[rrd-users] Question about RRDTool ..
Jean-Yves Avenard
jyavenard at gmail.com
Thu Mar 20 12:20:36 CET 2008
Hi
On Thu, Mar 20, 2008 at 6:59 PM, Simon Hobson <linux at thehobsons.co.uk> wrote:
> 1205974800 is not a multiple of your interval period, therefore
> normalisation WILL be done on the data and you will NOT get out
> exactly the same values you put in. Go to the rrd website and look up
> the tutorial on normalisation.
Thank you for this.
Is there a way to retrieve that value for a given interval ?
I do not want to consider the data entered to be entered for a given
time, but for the whole period/interval.
>
> Your graph will stop at the last completed sample period. According
> to your mail headers, you are in timezone +11, so 11am is a multiple
> of 3 hours UTC. As your later email shows, when another 3 hour sample
Ha ! that makes sense ....
I guess you being in the UK you must like that behaviour :) but I don't !
I had selected 3 hours as a period and was running my cron at
midnight, 3am, 6am etc... in the belief that it would make my period
selected fit perfectly.
I'm rather disappointed with the current behaviour.
While doing normalisation makes sense if you want to collect data such
as traffic on an interface , when collecting discrete value it doesn't
make sense.
I would have preferred if it consider the data entered to be the value
for the interval define by the period. And if you try to retrieve the
value within an interval it gives you the exact same data as it was
entered.
Is there a way to prevent normalisation ?

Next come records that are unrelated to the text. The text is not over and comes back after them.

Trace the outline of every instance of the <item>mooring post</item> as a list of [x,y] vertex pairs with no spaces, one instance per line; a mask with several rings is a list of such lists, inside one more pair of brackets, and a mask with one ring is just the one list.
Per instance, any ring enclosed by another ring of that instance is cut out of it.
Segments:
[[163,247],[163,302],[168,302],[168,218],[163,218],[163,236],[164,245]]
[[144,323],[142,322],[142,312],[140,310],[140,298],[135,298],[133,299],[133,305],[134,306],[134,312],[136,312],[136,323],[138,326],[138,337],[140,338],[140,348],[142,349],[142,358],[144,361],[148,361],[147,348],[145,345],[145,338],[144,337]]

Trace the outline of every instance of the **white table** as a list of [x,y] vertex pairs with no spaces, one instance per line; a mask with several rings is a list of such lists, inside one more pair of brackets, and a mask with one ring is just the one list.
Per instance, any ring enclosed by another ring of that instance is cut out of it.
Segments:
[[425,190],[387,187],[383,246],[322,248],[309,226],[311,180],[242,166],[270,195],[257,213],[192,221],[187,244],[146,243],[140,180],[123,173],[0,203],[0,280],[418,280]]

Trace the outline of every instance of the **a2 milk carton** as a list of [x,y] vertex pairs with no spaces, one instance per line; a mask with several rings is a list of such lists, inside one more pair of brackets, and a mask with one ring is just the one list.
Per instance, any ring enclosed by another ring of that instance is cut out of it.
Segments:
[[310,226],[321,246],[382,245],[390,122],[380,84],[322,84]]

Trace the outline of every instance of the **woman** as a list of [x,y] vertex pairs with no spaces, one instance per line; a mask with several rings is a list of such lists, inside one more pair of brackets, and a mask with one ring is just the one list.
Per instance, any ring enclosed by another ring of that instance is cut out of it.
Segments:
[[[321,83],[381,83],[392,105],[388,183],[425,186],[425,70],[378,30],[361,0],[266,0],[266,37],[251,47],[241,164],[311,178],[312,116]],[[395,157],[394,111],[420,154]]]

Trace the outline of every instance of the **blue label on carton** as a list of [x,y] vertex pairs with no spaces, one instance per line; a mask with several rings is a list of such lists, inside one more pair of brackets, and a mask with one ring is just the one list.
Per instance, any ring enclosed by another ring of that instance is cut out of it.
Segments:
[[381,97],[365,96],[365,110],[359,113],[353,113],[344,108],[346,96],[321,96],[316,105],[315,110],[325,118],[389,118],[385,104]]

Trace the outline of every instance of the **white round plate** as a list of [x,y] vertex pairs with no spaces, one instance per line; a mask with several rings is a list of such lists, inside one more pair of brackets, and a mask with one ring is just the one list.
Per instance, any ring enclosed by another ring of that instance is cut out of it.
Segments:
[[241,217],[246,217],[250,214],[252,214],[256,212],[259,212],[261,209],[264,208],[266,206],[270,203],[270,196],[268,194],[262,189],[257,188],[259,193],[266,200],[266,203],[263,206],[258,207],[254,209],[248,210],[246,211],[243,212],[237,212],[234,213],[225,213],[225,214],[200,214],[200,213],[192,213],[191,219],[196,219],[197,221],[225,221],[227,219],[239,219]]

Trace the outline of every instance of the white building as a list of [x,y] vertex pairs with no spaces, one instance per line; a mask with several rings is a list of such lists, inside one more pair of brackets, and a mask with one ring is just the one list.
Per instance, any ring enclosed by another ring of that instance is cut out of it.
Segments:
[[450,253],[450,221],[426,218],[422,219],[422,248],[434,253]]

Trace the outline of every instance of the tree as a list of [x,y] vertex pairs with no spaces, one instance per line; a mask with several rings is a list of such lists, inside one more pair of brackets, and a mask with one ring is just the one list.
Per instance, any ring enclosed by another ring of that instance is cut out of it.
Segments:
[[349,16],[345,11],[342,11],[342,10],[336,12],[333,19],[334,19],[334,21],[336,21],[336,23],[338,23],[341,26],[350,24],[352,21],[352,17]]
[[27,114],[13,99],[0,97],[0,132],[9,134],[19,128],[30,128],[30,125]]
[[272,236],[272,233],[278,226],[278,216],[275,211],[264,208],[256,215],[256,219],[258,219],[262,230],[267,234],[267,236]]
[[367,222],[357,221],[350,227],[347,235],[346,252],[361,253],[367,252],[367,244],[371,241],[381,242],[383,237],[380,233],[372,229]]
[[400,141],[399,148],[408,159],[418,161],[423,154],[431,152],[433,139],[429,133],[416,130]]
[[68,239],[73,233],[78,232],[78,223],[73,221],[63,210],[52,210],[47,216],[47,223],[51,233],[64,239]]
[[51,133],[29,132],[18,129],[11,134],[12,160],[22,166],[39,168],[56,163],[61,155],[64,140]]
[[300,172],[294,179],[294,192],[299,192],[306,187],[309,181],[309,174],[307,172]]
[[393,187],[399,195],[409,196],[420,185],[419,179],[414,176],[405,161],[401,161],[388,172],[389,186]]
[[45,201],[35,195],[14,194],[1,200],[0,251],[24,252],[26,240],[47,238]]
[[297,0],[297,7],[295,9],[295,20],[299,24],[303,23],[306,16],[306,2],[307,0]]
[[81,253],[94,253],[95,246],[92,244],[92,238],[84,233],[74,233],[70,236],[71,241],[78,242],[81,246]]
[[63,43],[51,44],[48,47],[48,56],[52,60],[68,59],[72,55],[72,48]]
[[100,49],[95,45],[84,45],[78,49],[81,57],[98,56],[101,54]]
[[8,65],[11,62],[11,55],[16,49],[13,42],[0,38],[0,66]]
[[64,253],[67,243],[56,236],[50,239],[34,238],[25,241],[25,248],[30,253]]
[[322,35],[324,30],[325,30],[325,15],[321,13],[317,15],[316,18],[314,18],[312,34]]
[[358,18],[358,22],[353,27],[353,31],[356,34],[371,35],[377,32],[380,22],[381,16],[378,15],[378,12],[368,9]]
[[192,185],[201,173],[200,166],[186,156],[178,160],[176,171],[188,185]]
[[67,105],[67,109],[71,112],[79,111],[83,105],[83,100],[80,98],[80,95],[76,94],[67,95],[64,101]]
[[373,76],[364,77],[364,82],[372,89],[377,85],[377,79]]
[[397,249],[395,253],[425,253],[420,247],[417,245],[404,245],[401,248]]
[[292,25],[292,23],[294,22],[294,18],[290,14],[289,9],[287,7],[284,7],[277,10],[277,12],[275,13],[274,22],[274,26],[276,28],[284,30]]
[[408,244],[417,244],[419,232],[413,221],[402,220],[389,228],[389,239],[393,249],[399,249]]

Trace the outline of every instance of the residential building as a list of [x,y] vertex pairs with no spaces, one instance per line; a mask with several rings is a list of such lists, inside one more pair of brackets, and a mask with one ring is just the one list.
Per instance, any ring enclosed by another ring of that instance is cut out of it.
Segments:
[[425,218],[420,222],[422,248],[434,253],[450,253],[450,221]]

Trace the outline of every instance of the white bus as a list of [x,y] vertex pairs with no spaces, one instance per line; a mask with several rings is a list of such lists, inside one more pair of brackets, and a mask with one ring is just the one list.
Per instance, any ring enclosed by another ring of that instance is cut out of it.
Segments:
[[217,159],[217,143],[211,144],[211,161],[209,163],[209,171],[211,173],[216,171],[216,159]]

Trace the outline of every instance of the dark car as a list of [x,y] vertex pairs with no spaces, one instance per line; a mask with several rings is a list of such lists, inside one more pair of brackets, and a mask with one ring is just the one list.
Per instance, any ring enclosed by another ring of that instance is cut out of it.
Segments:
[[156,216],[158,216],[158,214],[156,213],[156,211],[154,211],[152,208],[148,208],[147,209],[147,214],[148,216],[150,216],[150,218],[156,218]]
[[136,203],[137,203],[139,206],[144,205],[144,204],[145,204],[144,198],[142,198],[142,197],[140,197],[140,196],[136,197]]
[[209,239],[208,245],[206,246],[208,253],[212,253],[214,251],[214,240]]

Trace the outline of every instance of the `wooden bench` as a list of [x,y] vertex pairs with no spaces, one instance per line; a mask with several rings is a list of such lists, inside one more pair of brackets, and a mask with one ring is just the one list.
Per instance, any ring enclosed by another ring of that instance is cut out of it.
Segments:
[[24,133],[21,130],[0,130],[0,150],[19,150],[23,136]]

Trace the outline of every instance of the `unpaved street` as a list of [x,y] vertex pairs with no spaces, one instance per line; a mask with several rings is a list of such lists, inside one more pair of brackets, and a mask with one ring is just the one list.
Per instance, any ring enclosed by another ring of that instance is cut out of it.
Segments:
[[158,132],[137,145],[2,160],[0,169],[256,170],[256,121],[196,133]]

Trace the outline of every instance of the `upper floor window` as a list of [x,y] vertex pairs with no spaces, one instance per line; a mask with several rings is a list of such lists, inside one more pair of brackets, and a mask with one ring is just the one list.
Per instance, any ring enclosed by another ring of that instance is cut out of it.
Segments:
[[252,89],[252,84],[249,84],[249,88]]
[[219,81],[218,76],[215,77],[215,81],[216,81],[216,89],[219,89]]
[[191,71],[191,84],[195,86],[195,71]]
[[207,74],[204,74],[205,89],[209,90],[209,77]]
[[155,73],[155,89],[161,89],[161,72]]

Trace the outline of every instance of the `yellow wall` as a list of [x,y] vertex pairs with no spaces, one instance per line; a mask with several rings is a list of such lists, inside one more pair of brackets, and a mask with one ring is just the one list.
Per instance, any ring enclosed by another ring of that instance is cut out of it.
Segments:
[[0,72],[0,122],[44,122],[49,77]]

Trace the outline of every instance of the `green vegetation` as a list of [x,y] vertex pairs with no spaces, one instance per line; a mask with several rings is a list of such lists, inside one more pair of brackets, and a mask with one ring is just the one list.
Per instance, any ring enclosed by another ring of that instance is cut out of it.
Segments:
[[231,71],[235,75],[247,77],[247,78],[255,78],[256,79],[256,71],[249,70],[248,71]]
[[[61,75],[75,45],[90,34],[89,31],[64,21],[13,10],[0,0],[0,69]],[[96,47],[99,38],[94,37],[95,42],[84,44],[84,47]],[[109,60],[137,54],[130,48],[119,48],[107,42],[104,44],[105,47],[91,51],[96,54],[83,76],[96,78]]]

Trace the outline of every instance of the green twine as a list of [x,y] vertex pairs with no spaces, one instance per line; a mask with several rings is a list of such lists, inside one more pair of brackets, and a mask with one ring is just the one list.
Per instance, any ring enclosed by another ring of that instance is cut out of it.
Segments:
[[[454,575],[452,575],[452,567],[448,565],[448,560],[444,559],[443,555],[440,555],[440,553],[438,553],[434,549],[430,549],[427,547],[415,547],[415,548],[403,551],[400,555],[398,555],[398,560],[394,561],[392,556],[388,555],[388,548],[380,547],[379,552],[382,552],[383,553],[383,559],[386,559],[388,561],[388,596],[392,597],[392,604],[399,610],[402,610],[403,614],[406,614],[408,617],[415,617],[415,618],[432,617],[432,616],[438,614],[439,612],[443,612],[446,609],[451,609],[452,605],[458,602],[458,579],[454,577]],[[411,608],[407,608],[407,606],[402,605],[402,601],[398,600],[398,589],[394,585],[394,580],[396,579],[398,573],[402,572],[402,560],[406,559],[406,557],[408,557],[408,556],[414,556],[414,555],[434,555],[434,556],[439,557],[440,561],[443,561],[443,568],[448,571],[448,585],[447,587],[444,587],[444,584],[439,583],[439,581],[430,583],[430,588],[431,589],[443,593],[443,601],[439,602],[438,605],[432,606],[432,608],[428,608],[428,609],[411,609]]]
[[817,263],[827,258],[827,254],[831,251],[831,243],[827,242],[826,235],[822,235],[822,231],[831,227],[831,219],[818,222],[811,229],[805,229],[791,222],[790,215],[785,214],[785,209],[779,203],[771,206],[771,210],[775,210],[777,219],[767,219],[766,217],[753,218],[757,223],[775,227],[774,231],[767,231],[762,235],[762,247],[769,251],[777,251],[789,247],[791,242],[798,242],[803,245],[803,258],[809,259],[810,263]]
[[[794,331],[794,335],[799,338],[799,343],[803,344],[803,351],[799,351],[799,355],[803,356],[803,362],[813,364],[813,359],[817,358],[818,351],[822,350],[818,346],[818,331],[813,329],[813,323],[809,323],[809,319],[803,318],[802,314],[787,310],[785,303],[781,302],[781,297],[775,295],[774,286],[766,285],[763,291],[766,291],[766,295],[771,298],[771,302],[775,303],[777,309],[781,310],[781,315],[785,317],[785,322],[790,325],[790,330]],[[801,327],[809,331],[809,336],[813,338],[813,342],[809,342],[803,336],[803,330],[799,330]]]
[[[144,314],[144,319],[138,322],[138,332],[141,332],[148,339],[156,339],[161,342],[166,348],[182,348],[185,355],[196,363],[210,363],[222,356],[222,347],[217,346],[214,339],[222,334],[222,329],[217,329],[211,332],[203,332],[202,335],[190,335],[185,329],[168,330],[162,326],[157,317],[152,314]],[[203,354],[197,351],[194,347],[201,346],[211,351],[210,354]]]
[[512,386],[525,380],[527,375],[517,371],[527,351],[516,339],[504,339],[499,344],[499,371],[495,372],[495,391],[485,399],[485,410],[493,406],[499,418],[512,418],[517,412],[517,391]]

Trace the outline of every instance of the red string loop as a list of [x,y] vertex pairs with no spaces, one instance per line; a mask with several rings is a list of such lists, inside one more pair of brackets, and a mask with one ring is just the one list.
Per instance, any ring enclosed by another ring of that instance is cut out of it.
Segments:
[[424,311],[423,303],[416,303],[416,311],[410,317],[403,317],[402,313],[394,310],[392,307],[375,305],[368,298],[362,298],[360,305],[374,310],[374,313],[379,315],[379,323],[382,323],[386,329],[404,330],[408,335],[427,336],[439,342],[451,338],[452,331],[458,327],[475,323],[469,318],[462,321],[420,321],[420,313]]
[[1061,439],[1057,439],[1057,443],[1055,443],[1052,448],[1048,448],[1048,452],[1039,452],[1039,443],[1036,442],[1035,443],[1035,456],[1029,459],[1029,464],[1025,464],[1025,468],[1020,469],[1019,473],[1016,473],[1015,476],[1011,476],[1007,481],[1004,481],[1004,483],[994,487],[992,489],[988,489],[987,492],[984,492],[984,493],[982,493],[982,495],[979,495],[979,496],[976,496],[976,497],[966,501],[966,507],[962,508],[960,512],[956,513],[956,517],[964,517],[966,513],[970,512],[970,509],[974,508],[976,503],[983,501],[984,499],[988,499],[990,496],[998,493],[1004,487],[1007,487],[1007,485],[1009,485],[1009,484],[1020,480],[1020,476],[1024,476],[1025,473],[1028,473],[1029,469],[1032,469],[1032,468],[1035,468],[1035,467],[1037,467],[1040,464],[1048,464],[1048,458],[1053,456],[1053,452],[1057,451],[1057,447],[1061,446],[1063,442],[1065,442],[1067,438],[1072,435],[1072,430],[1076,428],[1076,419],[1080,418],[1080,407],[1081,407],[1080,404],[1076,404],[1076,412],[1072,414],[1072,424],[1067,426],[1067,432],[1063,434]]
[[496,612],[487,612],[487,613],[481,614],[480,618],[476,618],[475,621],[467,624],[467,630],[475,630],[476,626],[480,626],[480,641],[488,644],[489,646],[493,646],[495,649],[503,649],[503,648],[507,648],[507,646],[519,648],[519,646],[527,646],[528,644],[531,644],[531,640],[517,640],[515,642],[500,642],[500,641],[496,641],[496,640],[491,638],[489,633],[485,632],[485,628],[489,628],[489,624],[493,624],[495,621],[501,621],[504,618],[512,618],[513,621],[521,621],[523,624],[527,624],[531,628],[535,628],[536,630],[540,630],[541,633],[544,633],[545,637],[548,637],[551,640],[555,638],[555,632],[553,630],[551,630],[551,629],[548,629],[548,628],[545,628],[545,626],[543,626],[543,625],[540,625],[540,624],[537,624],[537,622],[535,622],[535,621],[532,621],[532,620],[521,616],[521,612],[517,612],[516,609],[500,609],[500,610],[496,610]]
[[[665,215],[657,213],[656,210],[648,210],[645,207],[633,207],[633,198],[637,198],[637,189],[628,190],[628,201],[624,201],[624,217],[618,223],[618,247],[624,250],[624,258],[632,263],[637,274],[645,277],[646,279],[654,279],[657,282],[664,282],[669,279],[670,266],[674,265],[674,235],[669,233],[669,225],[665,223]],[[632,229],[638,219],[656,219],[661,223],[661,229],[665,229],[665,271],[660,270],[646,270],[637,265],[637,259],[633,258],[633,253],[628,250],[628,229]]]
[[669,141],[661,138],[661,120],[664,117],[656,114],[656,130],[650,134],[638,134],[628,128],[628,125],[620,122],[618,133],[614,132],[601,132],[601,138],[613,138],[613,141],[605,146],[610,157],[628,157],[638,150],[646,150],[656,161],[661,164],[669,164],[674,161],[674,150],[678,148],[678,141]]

> Lastly, it's a good idea to explicitly round your graph end time to
> be exactly on the end of a step boundary, and your start time to be
> exactly an integer number of steps before the end. Under some
> circumstances, rrdtool will choose a lower resolution of data for
> plotting if it fills more of the graph.
Thanks for the recommendation, now I just need to find out how to
round my graph end time to be the value I last entered.
> Lastly, you are missing the point of rrds consolidation functions
> here. Normally, the issue is that you don't want the storage overhead
> of storing high resolution data over a long period - hence you would
> store high res data for only a few days, medium res data for a few
Ok.. I did misunderstood how the value are stored.
My aim is to store all the data for a full year so I can do further
work on it at a leter stage.
I liked the idea of a database collecting a full bunch of data and
allowing me to do basic statistics functions on it including
generating graph easily.
> weeks, and low res data for a year or two. In this case, you are
> storing your highest resolution data for a full year - so there is
> little point storing the other rras.
Ok, my understanding was at follow (and that's also what the RRD
tutorials were doing: keep the full data for a long time).
1-I keep all the data, because this is precisely what I want. And RRD
is much easier to setup than a mysql database
2-the various RRAs are used to pre-calculate the most common data I'm
going to use. As soon as I enter a new data, the various RRAs are
calculated to speed up the retrieval at a later stage.
>
> You do NOT have to store the 3 hours data for the full year in order
> to have the other consolidations available.
I *DO* want to store all the data :)
but not to do the other consolidations performed by RRD... I just want
to keep them because I like keeping the full history.
>
> The only gain you get here is that by carefully selecting your
> graphing periods/sizes, you can avoid query-time consolidation of the
> data and improve graphing speeds. Since you aren't even specifying
> start and end times, you certainly aren't taking advantage of this
> optimisation.
I see. So it's only used to save time when retrieving the data or
drawing graph....
Well, my original aim was to keep record of all the data for a full year.
I guess RRD is slightly overkill for what I want to do.
Now, I need to find a way to prevent that consolidation from
happening. I'm collecting discrete value. Doing normalisation doesn't
make any sense for the kind of data I'm collecting.